Çin, savaşın yıldönümü olan 24 Şubat’ta krizin siyasi çözümü için önerilerini içeren 12 maddelik ‘tutum belgesi’ açıklamıştı. Belgede ülkelerin egemenliklerine saygı gösterilmesi, meşru güvenlik kaygılarının dikkate alınması, tek taraflı yaptırımlara son verilmesi ve gerginliklerin aşamalı olarak azaltılarak ateşkesin sağlanması gerektiği vurgulanmıştı.

Görüşme sonrası iki ülkenin ekonomik işbirliğinin önemli alanları da ele alndı

Rusya Devlet Başkanı Vladimir Putin ve Çin Devlet Başkanı Şi Cinping, Moskova’da yaptıkları görüşme sonrasında ortak bildiri imzaladı.

Kremlin’in internet sayfasında yayımlanan ortak bildiride, ikili işbirliği, Rusya-Çin ilişkilerinin kapsamlı ortaklık ve yeni bir çağda stratejik etkileşiminin geliştirilmesi hakkında detaylı görüş alışverişinde bulunulduğu hatırlatıldı.

2030’a kadar Rusya-Çin ekonomik işbirliğinin önemli alanlarının geliştirilmesi planına ilişkin 8 maddelik bildiride, iki ülke arasındaki elektronik ticaretin ve diğer yenilikçi araçların artırılması vurgulanırken birbirine bağlı lojistik sistemin geliştirileceği aktarıldı.

Bildiride, “Piyasa ihtiyaçlarına uygun olarak ulusal para birimlerini kullanma uygulamasını genişletmek ve ikili ticaret, yatırım, borç verme ve diğer ticari ve ekonomik işbirliği alanlarındaki paylarını kademeli olarak artırmak dahil olmak üzere mali işbirliği düzeyinin artırılmasının” kararlaştırıldığı ifade edildi.

Enerji sektöründeki kapsamlı ortaklığın güçlendirilmesinin altı çizilen bildiride, karşılıklı ve küresel enerji güvenliğini sağlamanın önemine işaret edildi.

Metaller, gübreler ve kimyasal ürünler dahil olmak üzere, temel mallar ve madenlerde piyasa esaslarına dayalı karşılıklı yarara dayalı tedarik alanında uzun vadeli işbirliği ilişkileri geliştirmek üzere koordinasyonun sağlanacağı aktarılan bildiride, her iki ülkenin daha kaliteli bir endüstriyel işbirliğine ulaşmasının hedeflendiği belirtildi.

Ayrıca bildiride, iki ülkenin gıda güvenliğini sağlamak için tarımda işbirliği düzeyinin önemli ölçüde artırılacağı kayda geçirildi.

Şi ile Putin görüşmesi, Çin’in küresel konumunu yeniden şekillendirmesinde önemli bir basamak

Ukrayna konusunda Çin’in saf ve açık saiklerle uluslararası toplumun çıkarlarına öncelik vermesi, Çin’in yeniden şekillenen dünya düzeninde küresel konumunu da yeniden şekillendirmesini sağlayacak bir basamak görevi görüyor.

Uluslararası toplumun artık Çin’in barış için diyaloğu kolaylaştırması konusunda yüksek beklentileri var.
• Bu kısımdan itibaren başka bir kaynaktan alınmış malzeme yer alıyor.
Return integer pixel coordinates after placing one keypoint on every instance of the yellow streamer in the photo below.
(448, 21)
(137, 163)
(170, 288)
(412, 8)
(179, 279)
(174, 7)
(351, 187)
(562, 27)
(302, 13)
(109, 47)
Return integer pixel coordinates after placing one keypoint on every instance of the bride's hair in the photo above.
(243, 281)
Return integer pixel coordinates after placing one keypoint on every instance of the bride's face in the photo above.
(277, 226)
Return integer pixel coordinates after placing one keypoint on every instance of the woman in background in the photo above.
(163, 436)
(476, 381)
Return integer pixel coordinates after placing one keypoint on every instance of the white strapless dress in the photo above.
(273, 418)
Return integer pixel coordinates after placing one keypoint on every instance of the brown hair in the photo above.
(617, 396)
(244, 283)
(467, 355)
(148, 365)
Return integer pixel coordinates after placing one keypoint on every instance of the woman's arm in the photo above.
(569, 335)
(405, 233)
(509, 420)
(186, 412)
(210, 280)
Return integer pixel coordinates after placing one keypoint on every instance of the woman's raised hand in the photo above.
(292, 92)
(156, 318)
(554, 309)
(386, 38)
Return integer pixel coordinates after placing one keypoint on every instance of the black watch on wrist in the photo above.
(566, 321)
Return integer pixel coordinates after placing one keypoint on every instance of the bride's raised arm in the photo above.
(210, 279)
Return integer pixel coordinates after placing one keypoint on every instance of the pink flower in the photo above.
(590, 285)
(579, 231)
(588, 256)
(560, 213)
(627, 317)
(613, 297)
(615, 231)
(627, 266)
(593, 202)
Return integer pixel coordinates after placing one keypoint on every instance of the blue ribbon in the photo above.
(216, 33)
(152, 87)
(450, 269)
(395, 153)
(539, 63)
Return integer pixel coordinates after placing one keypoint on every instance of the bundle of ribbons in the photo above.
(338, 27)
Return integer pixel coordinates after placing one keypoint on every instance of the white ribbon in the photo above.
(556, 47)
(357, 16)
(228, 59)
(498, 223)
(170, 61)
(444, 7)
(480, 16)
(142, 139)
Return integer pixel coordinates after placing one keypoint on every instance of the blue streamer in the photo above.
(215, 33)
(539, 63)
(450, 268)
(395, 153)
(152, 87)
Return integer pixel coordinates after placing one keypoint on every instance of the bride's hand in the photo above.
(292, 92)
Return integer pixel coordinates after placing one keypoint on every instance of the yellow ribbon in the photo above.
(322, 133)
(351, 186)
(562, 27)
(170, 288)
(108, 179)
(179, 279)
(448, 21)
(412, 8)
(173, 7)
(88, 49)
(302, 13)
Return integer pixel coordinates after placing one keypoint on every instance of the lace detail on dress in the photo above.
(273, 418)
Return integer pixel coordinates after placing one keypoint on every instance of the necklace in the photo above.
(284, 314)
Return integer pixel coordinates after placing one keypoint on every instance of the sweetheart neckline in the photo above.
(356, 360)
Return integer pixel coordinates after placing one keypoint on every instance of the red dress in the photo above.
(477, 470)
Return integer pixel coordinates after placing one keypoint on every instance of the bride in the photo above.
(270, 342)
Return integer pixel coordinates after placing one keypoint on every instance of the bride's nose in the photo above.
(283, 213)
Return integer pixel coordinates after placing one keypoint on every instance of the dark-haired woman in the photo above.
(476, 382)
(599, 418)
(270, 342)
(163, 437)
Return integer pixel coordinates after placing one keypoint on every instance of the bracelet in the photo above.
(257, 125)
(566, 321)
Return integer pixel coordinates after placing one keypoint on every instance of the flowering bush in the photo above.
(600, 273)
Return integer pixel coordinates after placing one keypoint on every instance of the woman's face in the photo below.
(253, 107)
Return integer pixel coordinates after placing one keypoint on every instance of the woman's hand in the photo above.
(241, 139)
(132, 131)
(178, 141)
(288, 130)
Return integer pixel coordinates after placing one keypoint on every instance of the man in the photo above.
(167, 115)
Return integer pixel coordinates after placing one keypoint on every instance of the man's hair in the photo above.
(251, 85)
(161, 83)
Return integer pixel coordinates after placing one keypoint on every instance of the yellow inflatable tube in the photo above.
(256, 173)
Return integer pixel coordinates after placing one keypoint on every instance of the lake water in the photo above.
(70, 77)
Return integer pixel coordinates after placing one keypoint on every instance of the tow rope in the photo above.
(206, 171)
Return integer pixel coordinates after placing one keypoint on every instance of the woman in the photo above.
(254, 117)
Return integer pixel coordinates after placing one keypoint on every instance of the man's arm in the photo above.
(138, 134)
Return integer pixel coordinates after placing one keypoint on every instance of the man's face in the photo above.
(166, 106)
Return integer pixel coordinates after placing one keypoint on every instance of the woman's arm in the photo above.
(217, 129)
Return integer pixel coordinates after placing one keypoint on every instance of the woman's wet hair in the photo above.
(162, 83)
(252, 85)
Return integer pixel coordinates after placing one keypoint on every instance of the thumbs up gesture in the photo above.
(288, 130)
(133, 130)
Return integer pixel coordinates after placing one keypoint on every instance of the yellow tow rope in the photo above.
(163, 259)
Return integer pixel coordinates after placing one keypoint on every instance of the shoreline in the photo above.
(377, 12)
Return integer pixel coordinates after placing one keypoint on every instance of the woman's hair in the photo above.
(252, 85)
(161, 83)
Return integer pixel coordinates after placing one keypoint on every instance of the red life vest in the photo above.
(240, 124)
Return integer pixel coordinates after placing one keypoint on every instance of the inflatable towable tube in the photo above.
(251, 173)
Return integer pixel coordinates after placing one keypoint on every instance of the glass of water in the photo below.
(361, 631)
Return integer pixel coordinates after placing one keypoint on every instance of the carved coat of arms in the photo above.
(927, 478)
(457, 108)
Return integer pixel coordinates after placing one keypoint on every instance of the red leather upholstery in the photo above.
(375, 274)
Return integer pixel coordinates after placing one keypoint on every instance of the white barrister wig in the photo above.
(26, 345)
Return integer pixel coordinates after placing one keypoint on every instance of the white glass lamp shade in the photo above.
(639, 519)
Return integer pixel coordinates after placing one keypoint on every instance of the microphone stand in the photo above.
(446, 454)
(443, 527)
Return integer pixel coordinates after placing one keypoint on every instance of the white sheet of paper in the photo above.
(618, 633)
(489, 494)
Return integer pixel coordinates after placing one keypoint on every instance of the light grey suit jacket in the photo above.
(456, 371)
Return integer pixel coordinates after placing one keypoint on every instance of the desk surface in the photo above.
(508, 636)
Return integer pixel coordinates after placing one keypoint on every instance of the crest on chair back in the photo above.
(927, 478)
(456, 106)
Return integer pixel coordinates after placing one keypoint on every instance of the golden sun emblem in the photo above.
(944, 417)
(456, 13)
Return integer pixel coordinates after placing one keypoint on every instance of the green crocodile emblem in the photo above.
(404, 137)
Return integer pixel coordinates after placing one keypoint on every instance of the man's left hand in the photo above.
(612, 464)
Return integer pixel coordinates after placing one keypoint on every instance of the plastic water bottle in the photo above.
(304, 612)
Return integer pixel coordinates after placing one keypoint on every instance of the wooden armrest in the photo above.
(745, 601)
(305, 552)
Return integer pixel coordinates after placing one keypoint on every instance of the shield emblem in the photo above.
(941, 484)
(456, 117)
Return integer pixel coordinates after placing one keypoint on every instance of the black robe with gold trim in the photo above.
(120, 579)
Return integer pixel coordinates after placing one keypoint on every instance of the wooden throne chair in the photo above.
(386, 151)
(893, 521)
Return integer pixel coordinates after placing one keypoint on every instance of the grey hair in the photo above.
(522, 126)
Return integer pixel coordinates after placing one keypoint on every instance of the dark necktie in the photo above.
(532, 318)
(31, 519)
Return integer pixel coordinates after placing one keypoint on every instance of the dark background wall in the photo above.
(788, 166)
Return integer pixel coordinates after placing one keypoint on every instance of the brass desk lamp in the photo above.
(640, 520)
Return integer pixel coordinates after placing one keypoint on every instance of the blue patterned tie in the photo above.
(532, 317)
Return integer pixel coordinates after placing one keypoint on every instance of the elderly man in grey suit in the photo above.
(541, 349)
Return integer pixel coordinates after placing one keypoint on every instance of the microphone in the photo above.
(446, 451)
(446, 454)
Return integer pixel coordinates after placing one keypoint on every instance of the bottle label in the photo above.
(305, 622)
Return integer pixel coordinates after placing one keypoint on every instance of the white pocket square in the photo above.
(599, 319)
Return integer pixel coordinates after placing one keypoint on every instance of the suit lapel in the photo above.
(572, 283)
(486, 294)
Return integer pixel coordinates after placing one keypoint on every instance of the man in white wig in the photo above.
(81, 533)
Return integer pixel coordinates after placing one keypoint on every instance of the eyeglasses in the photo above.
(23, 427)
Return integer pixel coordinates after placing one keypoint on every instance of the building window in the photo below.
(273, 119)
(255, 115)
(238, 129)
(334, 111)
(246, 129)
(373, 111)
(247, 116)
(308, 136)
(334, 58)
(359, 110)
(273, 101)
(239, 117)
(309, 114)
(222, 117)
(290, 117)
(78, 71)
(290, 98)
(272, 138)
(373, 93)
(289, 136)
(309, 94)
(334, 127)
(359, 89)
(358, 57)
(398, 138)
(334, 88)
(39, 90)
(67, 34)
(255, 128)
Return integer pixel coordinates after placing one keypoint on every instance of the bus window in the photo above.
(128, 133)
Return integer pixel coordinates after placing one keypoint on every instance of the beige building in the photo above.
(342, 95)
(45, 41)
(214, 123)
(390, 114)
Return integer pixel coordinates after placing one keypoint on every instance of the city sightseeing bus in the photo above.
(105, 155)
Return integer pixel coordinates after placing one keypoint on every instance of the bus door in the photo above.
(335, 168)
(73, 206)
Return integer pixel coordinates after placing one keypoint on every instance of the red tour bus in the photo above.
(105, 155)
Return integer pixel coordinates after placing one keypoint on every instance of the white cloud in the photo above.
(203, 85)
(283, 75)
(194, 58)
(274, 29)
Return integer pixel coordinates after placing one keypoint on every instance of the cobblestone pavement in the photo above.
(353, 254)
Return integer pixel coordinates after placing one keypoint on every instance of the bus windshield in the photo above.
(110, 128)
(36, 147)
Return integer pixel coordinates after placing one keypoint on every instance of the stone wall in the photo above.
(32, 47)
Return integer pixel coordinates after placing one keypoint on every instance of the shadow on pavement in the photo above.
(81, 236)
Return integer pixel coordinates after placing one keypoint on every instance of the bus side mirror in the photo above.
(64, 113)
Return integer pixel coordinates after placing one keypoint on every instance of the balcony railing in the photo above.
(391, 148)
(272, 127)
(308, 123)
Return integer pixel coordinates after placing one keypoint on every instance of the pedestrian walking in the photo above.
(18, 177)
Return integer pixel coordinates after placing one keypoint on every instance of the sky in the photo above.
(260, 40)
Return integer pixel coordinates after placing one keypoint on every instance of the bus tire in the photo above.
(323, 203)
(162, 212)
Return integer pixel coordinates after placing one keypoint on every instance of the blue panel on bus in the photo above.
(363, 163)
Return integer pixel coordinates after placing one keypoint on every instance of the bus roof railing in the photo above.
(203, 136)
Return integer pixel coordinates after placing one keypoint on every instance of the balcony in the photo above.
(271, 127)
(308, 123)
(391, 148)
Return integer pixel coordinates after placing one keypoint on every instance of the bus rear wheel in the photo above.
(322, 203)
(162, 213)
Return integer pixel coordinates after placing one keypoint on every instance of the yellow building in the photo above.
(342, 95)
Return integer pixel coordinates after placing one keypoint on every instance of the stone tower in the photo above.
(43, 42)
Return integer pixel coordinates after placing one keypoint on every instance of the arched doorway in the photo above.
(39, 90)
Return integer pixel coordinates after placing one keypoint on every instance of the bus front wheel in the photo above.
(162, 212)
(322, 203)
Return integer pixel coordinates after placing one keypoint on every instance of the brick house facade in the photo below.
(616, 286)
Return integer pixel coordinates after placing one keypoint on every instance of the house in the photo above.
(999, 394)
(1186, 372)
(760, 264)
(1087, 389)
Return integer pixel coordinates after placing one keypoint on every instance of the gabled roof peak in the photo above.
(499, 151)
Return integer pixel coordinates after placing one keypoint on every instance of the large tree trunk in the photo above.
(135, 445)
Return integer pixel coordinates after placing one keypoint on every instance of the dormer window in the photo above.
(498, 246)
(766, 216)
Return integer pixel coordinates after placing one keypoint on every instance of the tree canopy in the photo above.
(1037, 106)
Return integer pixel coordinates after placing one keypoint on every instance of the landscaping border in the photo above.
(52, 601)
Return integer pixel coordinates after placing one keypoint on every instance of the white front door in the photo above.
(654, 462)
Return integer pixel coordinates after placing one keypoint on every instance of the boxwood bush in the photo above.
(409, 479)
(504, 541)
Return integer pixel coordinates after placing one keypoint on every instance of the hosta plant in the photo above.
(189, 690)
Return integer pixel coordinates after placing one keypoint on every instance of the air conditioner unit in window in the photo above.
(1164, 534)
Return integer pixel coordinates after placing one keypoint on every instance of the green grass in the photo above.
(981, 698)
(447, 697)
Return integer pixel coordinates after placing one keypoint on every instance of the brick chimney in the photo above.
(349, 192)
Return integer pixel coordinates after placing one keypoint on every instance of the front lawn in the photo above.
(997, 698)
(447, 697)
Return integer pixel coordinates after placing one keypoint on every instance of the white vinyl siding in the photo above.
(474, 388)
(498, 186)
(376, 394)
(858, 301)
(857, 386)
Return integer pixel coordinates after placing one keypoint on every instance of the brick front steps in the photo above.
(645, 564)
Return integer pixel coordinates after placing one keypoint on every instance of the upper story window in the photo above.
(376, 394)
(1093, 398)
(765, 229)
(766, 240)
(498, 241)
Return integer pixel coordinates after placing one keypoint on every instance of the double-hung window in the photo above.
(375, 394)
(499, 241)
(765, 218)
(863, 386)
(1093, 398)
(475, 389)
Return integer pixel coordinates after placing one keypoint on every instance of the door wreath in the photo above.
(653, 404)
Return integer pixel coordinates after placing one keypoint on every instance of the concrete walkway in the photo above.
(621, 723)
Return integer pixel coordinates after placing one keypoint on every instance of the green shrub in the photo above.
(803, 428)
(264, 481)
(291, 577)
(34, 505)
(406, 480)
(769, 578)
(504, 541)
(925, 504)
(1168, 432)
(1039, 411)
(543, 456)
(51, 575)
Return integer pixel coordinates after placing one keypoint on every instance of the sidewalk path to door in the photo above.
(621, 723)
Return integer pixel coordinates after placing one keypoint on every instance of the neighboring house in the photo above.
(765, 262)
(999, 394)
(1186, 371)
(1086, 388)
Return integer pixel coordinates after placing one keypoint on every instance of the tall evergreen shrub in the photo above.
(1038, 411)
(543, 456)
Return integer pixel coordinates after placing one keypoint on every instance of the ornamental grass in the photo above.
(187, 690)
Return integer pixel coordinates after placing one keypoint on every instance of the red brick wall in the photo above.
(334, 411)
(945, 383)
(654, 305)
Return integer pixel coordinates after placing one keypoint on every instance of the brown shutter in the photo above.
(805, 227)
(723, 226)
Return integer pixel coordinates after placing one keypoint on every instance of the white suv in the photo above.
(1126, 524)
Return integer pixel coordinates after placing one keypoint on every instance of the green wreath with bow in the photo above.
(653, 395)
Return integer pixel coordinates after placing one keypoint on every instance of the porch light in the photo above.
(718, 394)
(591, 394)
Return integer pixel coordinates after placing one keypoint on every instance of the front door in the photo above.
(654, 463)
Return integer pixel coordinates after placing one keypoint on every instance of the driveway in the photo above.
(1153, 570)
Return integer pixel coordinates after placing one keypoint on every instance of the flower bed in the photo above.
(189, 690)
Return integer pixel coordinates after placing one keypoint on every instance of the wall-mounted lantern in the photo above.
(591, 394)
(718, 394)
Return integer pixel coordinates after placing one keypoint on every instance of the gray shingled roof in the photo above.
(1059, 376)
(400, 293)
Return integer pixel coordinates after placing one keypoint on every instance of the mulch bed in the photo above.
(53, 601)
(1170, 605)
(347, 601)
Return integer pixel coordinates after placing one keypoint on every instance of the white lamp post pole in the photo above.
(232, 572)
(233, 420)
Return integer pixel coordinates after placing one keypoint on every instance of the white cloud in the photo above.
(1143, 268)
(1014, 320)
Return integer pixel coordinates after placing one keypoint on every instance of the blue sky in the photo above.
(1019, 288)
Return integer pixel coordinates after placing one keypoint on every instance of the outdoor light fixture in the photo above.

Bu durum, toplumların ABD ve Batı ile ilgili hayal kırıklıklarının yanı sıra Çin’in eylemlerine yönelik gerçek takdirlerinin yansıması olarak görülüyor.

Çin’in İran ile Suudi Arabistan arasındaki diplomatik ilişkilerin yeniden başlamasındaki başarılı arabuluculuğu, Çin’in diplomasisine uluslararası güveni artırdı ve Çin’in Küresel Güvenlik Girişimi’nin önemli bir değer olduğunu gösterdi.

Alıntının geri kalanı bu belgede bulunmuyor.